Resnick hizo girar el sillón hasta quedar frente a nosotros y se llevó una mano a la cara.
– ¿En la frente y las mejillas?
– Exacto.
Se inclinó hacia adelante y apoyó los antebrazos en la mesa. Era evidente que había reconocido la descripción.
– Son cicatrices tribales. Uno de los hombres que utilizó Fallon en Sierra Leona era un guerrero benté que se llamaba Mazi Ibo. Tenía esas cicatrices. -Resnick se animaba por momentos-. ¿Hay un tercer hombre?
– No lo sabemos. Es posible.
_A ver. Escúchenme bien. La visita a Los Ángeles empieza a tener sentido. Iba era amigo de otro mercenario llamado Eric Schilling. Hará cosa de un año Schilling se puso en contacto con nosotros. Buscaba trabajo de seguridad. Es de aquí, de Los Ángeles, así que puede que Ibo le haya llamado. A lo mejor conservamos algún dato. -Resnick se colocó ante el ordenador y empezó a teclear para abrir una base de datos.
– ¿Tuvo que ver con lo de Sierra Leona?
– Seguramente, pero no se lo ha acusado de nada -respondió Resnick-. Por eso puede seguir trabajando. Era uno de los hombres de Fallon. Por ese motivo me cuadré cuando vino a vemos. Me niego a dar trabajo a ninguno de sus hombres, aunque no tuviesen nada que ver. Sí, aquí está. -Copió la dirección que veía en el ordenador y me entregó el papel-. Tenía una dirección en San Gabriel que le servía para recibir correo. Utilizaba el nombre de Gene Jeanie. Siempre recurren a nombres falsos. No sé si aún funciona, pero es todo lo que tengo.
– ¿Tiene un número de teléfono?
– Nunca dan teléfonos. Siempre un apartado postal y un nombre falso. Así consiguen permanecer aislados.
Eché un vistazo a la dirección y se la pasé a Pike. Me temblaban las piernas. Resnick volvió a rodear la mesa.
– Estamos hablando de gente muy peligrosa -me dijo-. No confunda a estos hombres con el típico delincuente de tres al cuarto. Fallon era el mejor, y él es quien se ha encargado de adiestrar a los otros dos. No hay mejores asesinos.
– Los osos -puntualizó Pike.
Tanto Resnick como yo nos volvimos, pero Pike estaba leyendo la dirección. Resnick me agarró la mano y me la apretó con fuerza. Me miró a los ojos como si estuviera buscando algo.

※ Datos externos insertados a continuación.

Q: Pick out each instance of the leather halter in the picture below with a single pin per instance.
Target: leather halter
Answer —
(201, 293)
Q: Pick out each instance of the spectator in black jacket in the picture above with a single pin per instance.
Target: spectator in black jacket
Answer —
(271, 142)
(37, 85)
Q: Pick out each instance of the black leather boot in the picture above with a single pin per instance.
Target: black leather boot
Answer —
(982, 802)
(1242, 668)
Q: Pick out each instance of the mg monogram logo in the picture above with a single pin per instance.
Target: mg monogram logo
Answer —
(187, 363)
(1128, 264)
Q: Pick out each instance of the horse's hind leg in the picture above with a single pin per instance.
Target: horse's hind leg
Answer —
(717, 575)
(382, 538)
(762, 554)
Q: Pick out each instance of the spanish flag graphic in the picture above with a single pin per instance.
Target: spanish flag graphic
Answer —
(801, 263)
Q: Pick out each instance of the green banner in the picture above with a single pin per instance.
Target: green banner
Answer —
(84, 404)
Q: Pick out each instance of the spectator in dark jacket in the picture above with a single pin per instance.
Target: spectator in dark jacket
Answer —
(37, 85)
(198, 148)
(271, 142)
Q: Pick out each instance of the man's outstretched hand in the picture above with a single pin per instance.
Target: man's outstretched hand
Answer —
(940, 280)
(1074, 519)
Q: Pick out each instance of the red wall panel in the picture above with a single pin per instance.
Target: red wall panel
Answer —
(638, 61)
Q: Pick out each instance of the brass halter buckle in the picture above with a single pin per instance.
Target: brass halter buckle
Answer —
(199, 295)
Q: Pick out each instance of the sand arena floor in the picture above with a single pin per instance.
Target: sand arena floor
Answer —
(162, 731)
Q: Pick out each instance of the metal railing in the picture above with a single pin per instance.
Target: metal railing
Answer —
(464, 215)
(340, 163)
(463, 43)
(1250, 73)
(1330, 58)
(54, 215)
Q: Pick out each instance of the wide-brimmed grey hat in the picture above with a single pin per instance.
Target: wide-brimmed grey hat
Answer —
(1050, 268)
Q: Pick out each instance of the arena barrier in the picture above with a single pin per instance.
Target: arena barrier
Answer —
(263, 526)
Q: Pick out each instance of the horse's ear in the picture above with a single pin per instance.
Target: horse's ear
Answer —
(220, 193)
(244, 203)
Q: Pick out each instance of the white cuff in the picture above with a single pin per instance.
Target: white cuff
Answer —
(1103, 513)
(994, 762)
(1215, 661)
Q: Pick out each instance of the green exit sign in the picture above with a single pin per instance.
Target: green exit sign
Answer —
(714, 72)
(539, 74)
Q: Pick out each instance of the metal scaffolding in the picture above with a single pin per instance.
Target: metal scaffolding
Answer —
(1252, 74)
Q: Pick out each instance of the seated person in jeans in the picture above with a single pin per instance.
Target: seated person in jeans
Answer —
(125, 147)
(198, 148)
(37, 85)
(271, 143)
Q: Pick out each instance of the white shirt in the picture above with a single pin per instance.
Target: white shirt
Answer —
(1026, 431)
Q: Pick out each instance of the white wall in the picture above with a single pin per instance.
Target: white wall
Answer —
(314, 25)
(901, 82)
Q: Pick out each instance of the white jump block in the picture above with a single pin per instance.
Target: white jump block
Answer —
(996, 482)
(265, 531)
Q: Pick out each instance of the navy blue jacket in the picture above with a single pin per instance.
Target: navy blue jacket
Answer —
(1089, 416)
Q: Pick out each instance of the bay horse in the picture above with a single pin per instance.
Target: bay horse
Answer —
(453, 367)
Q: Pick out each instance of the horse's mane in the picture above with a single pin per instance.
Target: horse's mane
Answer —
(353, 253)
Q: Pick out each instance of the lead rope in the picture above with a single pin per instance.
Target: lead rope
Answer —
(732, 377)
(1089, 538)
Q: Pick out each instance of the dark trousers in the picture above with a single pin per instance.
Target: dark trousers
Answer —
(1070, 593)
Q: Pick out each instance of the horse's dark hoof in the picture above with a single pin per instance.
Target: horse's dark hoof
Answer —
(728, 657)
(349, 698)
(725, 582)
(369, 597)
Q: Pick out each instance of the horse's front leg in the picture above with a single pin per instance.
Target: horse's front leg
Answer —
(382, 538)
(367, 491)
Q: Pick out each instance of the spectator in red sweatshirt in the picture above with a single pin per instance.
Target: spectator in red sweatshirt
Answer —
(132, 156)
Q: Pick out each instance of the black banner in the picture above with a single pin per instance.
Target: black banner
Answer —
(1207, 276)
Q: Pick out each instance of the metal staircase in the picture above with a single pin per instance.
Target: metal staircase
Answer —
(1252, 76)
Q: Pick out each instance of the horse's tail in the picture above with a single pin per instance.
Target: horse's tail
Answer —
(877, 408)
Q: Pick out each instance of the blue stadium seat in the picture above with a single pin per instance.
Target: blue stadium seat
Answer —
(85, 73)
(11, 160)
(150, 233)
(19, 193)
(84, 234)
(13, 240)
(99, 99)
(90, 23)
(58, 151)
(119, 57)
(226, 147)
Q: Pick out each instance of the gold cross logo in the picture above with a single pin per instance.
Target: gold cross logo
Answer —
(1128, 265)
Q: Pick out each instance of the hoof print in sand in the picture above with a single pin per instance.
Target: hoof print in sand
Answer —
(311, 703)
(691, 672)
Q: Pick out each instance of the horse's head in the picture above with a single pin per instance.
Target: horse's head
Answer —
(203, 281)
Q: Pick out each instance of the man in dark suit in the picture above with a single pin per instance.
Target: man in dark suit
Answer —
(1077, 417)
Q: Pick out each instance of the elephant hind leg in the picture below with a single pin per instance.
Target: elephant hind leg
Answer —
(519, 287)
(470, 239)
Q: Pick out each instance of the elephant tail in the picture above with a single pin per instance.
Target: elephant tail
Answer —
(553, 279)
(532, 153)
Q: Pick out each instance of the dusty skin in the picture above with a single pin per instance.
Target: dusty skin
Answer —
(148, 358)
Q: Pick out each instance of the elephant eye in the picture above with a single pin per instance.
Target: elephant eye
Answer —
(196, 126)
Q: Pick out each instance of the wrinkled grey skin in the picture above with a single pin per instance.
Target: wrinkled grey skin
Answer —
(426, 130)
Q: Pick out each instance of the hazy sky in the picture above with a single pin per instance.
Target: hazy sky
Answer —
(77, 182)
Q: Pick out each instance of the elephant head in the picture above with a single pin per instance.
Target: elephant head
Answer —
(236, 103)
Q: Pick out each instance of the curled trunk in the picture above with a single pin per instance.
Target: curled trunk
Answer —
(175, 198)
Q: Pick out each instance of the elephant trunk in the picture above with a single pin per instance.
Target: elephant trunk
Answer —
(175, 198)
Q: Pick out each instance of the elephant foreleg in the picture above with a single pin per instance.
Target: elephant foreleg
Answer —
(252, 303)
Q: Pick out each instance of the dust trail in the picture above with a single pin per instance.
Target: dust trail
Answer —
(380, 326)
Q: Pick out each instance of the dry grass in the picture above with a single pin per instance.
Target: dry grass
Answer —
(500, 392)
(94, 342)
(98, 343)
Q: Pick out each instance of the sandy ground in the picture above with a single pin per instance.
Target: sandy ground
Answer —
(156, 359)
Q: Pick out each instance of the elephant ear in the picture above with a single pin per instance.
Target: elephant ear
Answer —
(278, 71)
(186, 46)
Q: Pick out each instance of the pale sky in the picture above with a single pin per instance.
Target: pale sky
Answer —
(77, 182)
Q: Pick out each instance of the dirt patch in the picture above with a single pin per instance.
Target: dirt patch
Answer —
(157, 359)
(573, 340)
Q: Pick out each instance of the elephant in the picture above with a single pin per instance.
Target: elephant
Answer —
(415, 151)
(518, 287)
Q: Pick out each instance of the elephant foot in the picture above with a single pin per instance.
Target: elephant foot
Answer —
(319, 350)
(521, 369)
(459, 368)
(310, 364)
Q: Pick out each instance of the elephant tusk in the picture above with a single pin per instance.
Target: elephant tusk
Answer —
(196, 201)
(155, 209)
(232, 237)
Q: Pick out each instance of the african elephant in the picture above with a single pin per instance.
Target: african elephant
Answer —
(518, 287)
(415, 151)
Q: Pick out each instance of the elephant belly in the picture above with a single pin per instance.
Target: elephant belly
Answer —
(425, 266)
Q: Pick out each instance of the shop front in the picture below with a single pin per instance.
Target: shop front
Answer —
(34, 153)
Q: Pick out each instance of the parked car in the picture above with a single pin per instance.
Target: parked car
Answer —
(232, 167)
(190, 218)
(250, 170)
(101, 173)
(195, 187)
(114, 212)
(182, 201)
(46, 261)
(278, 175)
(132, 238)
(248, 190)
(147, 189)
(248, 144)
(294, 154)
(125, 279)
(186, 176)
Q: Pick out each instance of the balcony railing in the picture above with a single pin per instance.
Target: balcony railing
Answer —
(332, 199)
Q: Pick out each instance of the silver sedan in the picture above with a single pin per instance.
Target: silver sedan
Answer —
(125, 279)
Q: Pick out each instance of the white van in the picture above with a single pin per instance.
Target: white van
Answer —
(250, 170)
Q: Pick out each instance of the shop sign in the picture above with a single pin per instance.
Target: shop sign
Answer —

– ¿Cree usted en Dios, señor Cole?
– Cuando tengo miedo.
– Yo rezo todas las noches. Rezo por haber enviado a Mike Fallon a Sierra Leona, porque siempre he creído que parte de su pecado me correspondía a mí. Espero que lo encuentre. Y que ese niño esté sano y salvo.
Vi la desesperación en el rostro de Resnick y la reconocí: era la mía. Seguramente una mariposa nocturna veía lo mismo al mirar una llama. No debería haber preguntado, pero fui incapaz de contenerme:
– ¿Qué pasó? ¿Qué hizo Fallon en Sierra Leona?
Resnick se quedó mirándome durante lo que pareció una eternidad y luego, por fin, lo confesó todo.